So there's some wiggling room.
So we can play with it.
It doesn't have to be a segment of a straight line.
Because now we are on the plane.
In this case we also have a formula.
And that's what we call the Fundamental Theorem
for line integrals.
In this case again, we have a function f.
We have 2 endpoints.
I will now denote them by capital A and B.
Because here A and B really corresponded
to some real numbers.
And now this A and B represent points on the plane.
So these are not numbers anymore.
And so in this case on the right, we just evaluate our
function at those 2 points.
So it's very similar.
And on the left, we're taking the line integral
over this curve.
Let's denote this curve by c, as we always do.
And here we'll have the line integral of nabla f dr
a line integral of the gradient vector field.
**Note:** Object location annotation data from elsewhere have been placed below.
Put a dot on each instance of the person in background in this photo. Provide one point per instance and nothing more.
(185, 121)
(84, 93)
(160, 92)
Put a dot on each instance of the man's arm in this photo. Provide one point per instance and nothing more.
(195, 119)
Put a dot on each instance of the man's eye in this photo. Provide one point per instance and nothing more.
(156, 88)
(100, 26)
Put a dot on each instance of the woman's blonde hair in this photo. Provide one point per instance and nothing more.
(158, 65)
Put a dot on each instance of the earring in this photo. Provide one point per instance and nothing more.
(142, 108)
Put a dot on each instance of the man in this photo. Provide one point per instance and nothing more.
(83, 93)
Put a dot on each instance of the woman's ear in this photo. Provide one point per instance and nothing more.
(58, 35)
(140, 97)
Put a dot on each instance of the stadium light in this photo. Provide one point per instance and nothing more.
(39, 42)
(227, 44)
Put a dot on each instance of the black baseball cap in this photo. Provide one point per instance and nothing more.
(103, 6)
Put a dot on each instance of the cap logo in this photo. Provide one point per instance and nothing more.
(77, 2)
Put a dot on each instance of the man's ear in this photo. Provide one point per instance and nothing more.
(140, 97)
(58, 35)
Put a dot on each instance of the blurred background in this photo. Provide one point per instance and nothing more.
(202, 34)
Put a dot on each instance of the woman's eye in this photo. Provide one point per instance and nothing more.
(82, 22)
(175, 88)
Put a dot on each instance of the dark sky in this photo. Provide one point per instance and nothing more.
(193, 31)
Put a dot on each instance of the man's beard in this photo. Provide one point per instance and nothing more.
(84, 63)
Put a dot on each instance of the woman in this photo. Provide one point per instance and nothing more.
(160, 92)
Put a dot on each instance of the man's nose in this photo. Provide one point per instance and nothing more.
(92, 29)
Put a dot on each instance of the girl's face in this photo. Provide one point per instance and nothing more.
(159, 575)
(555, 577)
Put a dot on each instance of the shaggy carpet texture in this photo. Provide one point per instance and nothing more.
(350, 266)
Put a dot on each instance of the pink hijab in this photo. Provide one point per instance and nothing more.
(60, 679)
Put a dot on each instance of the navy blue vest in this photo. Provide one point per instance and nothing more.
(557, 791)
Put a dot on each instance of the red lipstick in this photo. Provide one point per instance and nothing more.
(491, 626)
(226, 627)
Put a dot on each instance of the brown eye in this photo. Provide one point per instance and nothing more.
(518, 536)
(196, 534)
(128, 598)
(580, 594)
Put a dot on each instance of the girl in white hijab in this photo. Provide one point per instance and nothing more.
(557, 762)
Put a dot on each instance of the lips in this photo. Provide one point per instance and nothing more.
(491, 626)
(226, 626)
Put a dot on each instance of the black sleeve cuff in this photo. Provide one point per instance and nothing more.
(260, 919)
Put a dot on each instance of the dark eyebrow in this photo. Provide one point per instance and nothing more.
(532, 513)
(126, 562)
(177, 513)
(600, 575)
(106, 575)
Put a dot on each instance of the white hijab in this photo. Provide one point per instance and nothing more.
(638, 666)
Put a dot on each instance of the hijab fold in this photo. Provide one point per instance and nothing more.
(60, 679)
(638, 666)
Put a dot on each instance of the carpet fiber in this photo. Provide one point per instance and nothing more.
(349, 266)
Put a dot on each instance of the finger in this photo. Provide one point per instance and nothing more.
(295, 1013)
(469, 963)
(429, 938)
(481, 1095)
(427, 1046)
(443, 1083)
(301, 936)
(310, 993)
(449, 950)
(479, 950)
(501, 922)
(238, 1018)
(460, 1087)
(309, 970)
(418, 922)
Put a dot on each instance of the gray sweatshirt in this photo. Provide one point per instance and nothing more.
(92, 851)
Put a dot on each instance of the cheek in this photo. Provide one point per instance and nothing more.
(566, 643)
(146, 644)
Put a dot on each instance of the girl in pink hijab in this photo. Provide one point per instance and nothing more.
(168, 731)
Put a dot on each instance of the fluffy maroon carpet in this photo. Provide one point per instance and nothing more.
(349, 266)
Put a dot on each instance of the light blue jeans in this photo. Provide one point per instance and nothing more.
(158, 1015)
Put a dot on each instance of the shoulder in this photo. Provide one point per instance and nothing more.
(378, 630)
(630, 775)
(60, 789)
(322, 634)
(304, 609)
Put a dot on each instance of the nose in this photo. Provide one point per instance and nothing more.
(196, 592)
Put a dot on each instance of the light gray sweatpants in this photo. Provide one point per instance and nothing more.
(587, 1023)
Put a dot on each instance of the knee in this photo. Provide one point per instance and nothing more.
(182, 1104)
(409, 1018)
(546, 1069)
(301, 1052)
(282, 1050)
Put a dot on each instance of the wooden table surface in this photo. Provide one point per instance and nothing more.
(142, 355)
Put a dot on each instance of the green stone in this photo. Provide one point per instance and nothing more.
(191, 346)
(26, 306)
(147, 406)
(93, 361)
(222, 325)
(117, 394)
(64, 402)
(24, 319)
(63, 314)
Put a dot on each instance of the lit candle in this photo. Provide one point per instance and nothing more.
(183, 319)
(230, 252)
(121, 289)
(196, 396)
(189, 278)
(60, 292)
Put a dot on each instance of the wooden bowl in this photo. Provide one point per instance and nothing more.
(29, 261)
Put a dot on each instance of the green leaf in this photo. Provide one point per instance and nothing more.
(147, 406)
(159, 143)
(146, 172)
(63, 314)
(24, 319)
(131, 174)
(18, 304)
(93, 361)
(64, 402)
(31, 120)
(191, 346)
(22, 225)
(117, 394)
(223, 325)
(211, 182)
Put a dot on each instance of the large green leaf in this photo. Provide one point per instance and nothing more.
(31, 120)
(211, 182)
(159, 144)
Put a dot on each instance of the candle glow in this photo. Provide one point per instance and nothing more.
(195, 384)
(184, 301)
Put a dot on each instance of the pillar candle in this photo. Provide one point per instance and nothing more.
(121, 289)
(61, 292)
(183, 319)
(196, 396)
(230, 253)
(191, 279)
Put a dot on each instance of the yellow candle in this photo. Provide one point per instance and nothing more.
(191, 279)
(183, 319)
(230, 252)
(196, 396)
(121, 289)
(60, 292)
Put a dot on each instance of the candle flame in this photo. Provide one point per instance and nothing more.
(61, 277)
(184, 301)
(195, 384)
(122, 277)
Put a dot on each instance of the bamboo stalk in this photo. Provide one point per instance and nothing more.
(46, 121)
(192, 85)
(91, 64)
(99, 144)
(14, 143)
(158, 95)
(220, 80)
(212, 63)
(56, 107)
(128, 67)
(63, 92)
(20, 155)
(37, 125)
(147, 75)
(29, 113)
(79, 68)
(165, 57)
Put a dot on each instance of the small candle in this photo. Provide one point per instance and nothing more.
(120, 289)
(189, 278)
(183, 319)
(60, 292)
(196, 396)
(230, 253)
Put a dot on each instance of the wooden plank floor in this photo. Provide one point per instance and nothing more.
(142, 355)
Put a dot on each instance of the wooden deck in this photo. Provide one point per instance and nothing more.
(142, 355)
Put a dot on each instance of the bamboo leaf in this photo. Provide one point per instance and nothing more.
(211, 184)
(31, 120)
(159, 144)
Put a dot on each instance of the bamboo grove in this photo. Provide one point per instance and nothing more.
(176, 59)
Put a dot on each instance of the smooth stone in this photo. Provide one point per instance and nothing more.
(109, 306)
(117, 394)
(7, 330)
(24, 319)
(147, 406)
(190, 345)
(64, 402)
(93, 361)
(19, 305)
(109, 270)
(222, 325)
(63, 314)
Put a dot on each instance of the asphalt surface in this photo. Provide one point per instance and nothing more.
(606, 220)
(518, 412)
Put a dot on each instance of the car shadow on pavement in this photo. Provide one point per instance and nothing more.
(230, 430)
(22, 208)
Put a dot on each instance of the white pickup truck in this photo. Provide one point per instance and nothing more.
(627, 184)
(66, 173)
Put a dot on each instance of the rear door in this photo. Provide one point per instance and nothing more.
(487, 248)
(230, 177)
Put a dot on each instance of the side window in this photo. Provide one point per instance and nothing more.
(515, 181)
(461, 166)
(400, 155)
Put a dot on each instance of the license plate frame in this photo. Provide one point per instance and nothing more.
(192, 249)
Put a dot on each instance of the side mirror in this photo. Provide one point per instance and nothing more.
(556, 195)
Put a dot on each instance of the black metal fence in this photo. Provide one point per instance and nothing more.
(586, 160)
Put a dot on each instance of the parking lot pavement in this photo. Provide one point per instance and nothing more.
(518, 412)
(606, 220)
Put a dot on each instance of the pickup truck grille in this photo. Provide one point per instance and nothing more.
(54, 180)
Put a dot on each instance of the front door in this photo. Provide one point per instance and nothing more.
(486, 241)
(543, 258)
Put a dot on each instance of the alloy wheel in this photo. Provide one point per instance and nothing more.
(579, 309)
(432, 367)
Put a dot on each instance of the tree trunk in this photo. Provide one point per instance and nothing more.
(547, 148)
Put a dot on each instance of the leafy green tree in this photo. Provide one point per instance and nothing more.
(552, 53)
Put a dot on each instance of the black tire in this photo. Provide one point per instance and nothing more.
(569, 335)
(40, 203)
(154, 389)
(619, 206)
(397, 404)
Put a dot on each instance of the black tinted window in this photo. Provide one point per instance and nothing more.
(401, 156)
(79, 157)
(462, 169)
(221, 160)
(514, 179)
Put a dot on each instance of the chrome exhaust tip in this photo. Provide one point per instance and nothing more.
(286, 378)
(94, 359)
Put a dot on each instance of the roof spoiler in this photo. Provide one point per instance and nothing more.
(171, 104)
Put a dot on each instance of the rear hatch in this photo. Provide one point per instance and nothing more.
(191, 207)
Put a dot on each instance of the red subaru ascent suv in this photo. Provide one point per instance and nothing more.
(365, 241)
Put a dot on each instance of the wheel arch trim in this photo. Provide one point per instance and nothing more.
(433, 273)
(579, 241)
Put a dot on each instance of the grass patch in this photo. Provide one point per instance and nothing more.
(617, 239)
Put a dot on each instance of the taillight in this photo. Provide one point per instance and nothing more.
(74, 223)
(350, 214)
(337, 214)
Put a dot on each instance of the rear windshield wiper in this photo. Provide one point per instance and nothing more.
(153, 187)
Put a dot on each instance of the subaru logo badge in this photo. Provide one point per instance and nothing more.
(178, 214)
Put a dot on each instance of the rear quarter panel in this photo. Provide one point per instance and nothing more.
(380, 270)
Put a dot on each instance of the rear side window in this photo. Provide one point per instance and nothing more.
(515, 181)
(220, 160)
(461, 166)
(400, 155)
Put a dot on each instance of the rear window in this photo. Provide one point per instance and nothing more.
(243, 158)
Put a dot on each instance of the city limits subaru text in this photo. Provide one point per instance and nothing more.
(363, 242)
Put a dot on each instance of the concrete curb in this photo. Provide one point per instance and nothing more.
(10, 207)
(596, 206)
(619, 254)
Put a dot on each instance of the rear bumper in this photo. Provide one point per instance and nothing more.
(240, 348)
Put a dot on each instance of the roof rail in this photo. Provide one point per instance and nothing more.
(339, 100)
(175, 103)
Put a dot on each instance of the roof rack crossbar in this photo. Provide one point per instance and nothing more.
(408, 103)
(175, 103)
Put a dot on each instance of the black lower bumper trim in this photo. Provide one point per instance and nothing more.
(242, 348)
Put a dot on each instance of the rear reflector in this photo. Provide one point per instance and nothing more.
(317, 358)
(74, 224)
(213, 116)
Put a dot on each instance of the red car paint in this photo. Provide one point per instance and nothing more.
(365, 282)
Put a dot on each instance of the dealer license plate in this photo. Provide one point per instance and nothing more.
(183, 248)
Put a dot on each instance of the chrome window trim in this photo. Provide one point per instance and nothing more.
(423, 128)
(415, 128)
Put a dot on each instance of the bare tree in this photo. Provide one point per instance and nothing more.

So that's what we have in the case when the domain
is 1-dimensional.
There's actually 1 more.
There will be 1 more square when the ambient space-- so I
would have to draw it here-- the ambient space will
be 3-dimensional.
And actually we stop there.
I don't have to go any lower.
Because in this class, as I said many times, we only talk
about lines, planes, and 3-dimensional spaces.
We don't talk about 4-dimensional spaces,
for example.
And we'll talk about 3-dimensional spaces
later-- next week and the week after next.
For now I just want to focus on this.
For line integrals, I would like to just look at r and r2.
So now I would like to make an analogy.
And my analogy will be with the case when the
dimension of d is 2.
In other words, now the domain, d, in this formula on the
left-- I didn't put a bracket.
Nobody told me.
Do tell me if you see something odd on the blackboard.
So the domain now is 2-dimensional.

So now if it's 2-dimensional, we certainly cannot fit it
in a 1-dimensional space.
So the simplest example here, for the ambient space,
is not r, but r2.
And so the ambient-- let me abbreviate this--
ambient space is r2.
That is really the simplest example.

We cannot put a 2-dimensional object into a smaller
dimensional space.
So what is this going to look like?
What's the analog of all of the formulas-- the
pictures and the formulas?
What's the analog of this formula?
First, what's the analog of this picture?
The analog of this picture is the following: it's
just a domain which looks something like this.
It could have some corners.
And I mean really, the interior-- this shaded region.
So this is now D.
And this domain has a boundary.
Maybe I will use a different color for it.
So let's just call it b of D, the way we did last time,
b of D, the boundary.
So maybe to make the picture more analogous I'll
put yellow here also.

That's the boundary.
So what I'm saying is if the first piece of the analogy is,
that this red interval is analogous to this red domain.
And these 2 points, these 2 yellow points, are
analogous to this curve.
Is that clear?
So that's the first things.
So clearly there's a simple dramatic analogy.
We just bump all dimensions by 1.
Where is here, the domain was 1-dimensional and the boundary
was zero dimensional.
Now the domain is 2-dimensional and so the boundary
is 1-dimensional.
Just bump everything by 1.
Now the formula.
The formula is the formula we learned last time.
In this formula on the right-hand side, we have
the line integral of the vector field.
So we can write it like this: pdx plus qdy over the boundary.
Now that's the right-hand side.
Because now, this omega is actually a vector field.
And we take the line integral, the vector
field, over the boundary.
The boundary, remember, is oriented according to the
rule-- the special rule.
It goes counter-clockwise.

What about the left-hand side?
The left-hand side now, is going to be a double integral
because we're going to integrate over d.
So it is going to be the integral over d-- double
integral-- over the expression.
Which it first looked mysterious.
But then we discussed, last time, what the meaning
of this expression is.
So that's the left-hand side.
So what I'm saying now, is that the analog of this formula, in
this colon, is the left-hand side of this here.
And the analog of the right-hand side of this
formula, in this colon, is this right-hand side.
So this is very important to realize.
Because once we see a general pattern with all of these
formulas, they start making a lot more sense.
If we don't see these analogies, it looks like a
collection of different formulas which seem to
be totally unrelated.
But in fact, what I am trying to explain, is the fact that
they are very closely related.

OK, so this is Green's theorem.
This is Green's theorem which we discussed last time.
So we have found these 3 corners of this diagram,
of this picture.
And as always when you do an IQ test-- we've talked about
before-- you're asked to complete the diagram.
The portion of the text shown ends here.